Pazartesi, Mayıs 12, 2008

"Try to run but it follows you up a hill..."

Midem bulanıyor bazen bazı şeyleri düşündükçe. Nasıl olabilir diye düşününce aklımın almadığı, insan doğasının kontrolsüz halde aldığı şekil, o karanlık noktalar midemi bulandırıyor. Hiç bir zaman bu kadarına şahit olmamıştım sanırım. Bu kadar karanlığına maruz kalacağımı, bu kadar karanlığın beni bu hale getirebileceğini hiç düşünmemiştim sanırım. Zaten başıma ne gelirse böyle absurd rahatlığımdan, insanlarla tanıştığımda ve onları hayatıma alırkenki kriterlerimin içinde "güven" kelimesinin anlamının olmayışından, herkesi "niye bana kötülük yapsınlar ki zaten" gibi bir yaklaşımla değerlendirişimden geliyor sanki. Azıcık bozulmamış bir tarafım vardıysa artık o da yok sanırım.

Neyse ki az önce bilmemkimin gelmesiyle duyulan bazı şeyleri ben de İ. sayesinde duydum. Bunları zaten yüzlerce kez kendi başıma düşünmüştüm. Pratiğim vardı, herkese tüm analizlerimi söylüyordum. Onaylanmasından başka da bir şey olmadı zaten. Ama açıldıkça, canımı sıkıyor bu konu. Hiç düşünmeden ve sınırsızca verilen bir sevginin değeri hiçbir zaman olmuyor; biliyorum. Bu kadar hoyratça kullanıldı içimdeki sevgiye dair her kırıntı ve şimdi, zamanında Mudo'daki satış görevlisinin nasıl da paketlemeye gösterdiği özene o birinin arkasına saklanarak gülmüş olduğuma utanıyorum. Herkes o adam gibi özenli olmalı; olmayacak şeyler söylememeli; sözlerini bin düşünüp bir söylemeli. Kafasındakilerle beraber içindeki değerlerin de yandığı kimseye bulaşmamalı. İnsan kendisine özgü olan eşi benzeri bulunmayan o çok değerli sevgisini alelade vermemeli bu kadar basit.

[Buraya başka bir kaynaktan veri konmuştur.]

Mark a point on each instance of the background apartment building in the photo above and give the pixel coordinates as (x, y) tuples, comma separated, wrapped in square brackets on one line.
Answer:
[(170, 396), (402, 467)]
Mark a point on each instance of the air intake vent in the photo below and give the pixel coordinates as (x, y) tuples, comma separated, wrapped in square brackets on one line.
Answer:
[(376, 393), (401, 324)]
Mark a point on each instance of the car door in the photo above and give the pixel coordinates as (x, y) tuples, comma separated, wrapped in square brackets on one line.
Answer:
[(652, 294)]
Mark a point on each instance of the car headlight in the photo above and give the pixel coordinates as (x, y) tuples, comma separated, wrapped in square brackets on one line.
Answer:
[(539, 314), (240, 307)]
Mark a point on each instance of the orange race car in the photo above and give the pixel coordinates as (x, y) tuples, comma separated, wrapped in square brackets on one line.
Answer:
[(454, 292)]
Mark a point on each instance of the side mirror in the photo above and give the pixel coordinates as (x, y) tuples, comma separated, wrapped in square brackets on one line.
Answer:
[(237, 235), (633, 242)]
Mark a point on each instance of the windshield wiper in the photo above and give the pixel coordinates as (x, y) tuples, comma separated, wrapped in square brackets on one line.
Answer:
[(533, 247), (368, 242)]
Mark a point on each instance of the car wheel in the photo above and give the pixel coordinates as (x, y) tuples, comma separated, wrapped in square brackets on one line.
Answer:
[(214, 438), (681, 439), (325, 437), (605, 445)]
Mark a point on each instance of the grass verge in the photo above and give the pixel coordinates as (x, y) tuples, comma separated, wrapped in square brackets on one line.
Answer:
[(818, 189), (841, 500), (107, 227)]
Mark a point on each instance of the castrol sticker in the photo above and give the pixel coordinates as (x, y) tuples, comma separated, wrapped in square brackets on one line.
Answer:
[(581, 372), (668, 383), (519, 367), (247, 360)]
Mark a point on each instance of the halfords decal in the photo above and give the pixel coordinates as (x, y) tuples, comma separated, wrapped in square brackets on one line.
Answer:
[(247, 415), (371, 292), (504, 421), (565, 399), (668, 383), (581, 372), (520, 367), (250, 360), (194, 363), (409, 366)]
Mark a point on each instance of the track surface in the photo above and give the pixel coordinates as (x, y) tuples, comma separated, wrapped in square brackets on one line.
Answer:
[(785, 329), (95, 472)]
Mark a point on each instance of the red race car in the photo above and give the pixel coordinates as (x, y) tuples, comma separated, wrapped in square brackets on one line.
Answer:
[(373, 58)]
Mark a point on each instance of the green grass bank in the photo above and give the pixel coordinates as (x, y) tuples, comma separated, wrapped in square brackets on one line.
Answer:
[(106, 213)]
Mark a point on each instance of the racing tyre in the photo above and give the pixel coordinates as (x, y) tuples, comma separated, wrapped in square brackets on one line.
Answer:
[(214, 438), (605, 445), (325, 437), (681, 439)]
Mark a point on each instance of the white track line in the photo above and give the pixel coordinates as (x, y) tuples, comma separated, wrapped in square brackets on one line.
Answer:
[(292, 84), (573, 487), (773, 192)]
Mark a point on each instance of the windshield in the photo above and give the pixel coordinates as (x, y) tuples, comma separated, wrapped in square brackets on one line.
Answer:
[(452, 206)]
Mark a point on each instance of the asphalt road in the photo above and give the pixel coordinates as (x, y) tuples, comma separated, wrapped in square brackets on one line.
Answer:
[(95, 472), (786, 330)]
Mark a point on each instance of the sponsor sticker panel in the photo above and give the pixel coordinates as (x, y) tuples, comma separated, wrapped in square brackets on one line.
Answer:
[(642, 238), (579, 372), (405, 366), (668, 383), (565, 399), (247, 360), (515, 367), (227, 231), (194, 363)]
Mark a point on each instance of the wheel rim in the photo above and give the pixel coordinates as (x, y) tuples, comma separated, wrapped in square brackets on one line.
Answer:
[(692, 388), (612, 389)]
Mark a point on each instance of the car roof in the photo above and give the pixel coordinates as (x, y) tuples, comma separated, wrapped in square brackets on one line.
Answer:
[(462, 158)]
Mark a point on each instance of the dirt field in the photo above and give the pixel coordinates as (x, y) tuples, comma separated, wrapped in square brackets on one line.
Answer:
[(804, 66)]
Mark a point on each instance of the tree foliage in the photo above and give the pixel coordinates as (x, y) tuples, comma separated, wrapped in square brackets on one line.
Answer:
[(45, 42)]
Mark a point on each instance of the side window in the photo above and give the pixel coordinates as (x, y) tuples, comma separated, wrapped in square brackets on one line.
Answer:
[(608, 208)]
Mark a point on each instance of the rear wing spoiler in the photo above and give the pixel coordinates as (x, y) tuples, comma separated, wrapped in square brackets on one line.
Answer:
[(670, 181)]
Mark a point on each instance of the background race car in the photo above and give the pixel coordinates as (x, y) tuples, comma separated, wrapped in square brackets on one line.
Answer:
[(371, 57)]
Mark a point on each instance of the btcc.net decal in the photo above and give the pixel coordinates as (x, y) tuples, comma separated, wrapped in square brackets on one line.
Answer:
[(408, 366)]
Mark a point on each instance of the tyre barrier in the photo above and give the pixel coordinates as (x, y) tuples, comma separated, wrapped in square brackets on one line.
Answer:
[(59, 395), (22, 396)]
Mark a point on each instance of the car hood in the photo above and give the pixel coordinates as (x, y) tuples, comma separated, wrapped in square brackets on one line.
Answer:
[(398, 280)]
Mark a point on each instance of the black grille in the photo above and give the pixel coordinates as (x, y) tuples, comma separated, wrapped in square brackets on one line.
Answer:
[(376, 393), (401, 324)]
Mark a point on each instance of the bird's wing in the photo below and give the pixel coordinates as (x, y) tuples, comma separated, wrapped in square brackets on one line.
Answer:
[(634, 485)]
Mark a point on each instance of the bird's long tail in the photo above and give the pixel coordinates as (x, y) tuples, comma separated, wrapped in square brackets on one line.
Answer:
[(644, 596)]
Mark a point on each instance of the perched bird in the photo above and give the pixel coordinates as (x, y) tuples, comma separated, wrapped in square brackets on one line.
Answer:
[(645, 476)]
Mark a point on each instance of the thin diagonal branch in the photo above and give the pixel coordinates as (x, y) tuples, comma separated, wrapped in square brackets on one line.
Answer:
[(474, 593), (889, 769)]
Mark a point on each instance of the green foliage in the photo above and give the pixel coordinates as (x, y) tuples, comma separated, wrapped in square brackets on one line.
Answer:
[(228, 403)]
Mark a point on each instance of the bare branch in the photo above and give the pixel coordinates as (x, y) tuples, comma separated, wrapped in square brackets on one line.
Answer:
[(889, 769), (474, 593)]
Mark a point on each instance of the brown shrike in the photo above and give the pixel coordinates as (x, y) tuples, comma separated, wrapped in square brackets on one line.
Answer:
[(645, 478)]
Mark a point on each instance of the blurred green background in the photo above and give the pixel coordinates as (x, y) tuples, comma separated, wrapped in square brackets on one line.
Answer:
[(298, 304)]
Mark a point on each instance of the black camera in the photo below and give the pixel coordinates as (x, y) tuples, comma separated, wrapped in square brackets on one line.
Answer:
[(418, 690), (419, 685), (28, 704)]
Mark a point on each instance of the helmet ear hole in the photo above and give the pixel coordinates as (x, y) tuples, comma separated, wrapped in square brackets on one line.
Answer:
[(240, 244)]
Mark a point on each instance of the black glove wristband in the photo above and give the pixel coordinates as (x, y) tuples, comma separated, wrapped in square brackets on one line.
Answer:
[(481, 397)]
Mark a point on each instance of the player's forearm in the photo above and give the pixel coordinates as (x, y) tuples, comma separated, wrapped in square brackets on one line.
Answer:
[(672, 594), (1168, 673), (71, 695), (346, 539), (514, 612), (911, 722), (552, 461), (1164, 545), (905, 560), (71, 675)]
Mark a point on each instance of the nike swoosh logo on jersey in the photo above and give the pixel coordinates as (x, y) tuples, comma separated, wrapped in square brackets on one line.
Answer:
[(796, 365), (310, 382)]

Sanırım son yaşadıklarımdan sonra tüm bu yazdıklarımı unutmam imkansız. Buraya yazıp, pekiştireyim istemiş olmalıyım ki duramadım yazdım sıcak sıcak taze taze. Aşk falan hikaye, yok öyle bir şey diyip, bu post'a ve içimde varoluşuyla kendini ve beni gittikçe çürüten birinin imgesine son vereyim diyorum. İyi yapıyorum.